Die Kunst der Glasmalerei, eine französische Geschichte

Wenn ich Ihnen Jacques Gruber, Louis Barillet, Jean Gaudin oder auch das Atelier Champigneulle nenne? Diese Namen sind Ihnen wahrscheinlich nicht sehr geläufig, und doch verkörpern sie in Frankreich die Erneuerung der Kunst der Glasmalerei. Außergewöhnlich ist, dass Frankreich das Land mit der weltweit größten Fläche an Glasmalereien ist.
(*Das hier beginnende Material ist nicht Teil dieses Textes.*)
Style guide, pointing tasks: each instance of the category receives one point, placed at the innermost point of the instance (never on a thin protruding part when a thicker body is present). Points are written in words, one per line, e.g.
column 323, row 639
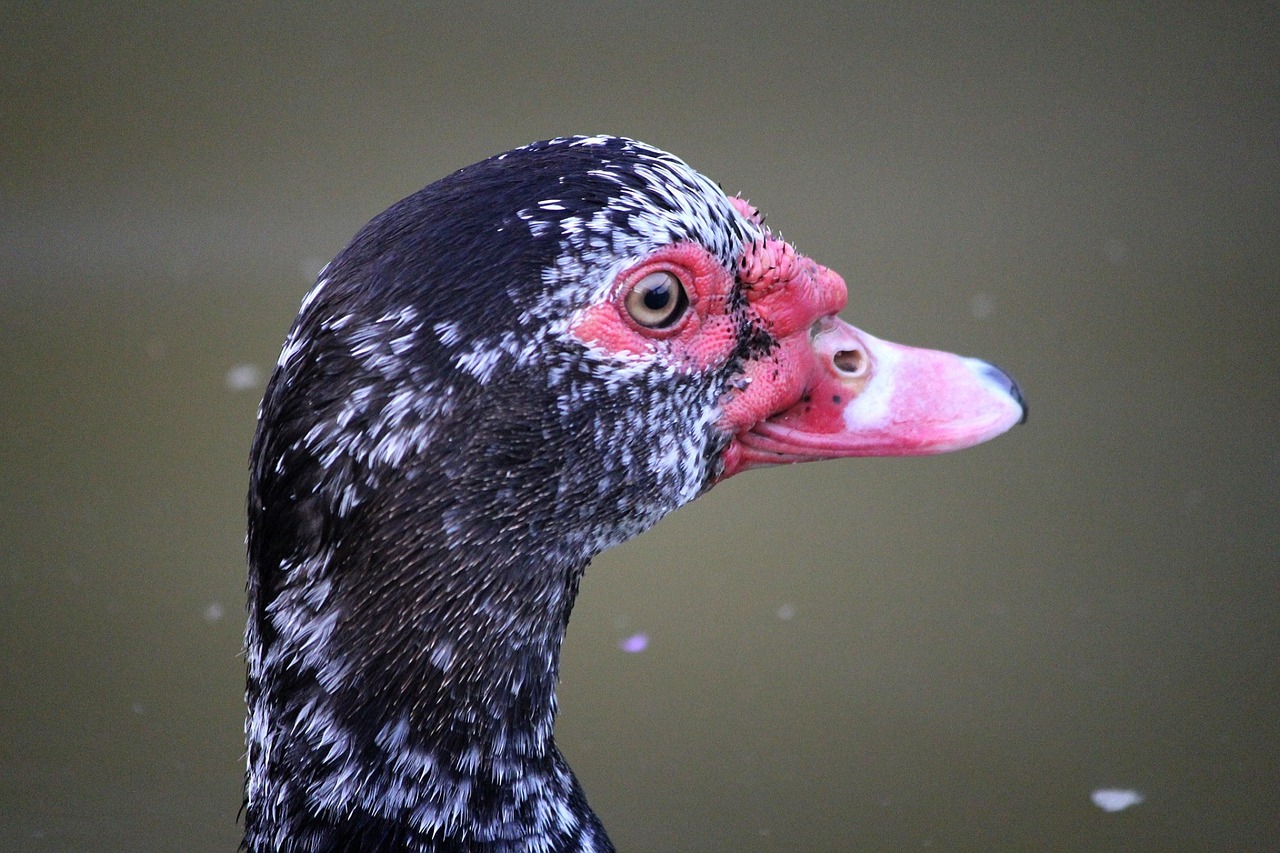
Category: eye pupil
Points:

Dieser Artikel bietet Ihnen einen Rückblick auf eine handwerkliche Tradition, die in den Rang einer Kunst erhoben wurde: von der Wiederbelebung der Glasmalerei als lebendige Kunst gegen Ende des 18. und Anfang des 19. Jahrhunderts bis hin zur zeitgenössischen Glasmalerei, die Glasmeister und zeitgenössische Künstler/Designer miteinander verbindet...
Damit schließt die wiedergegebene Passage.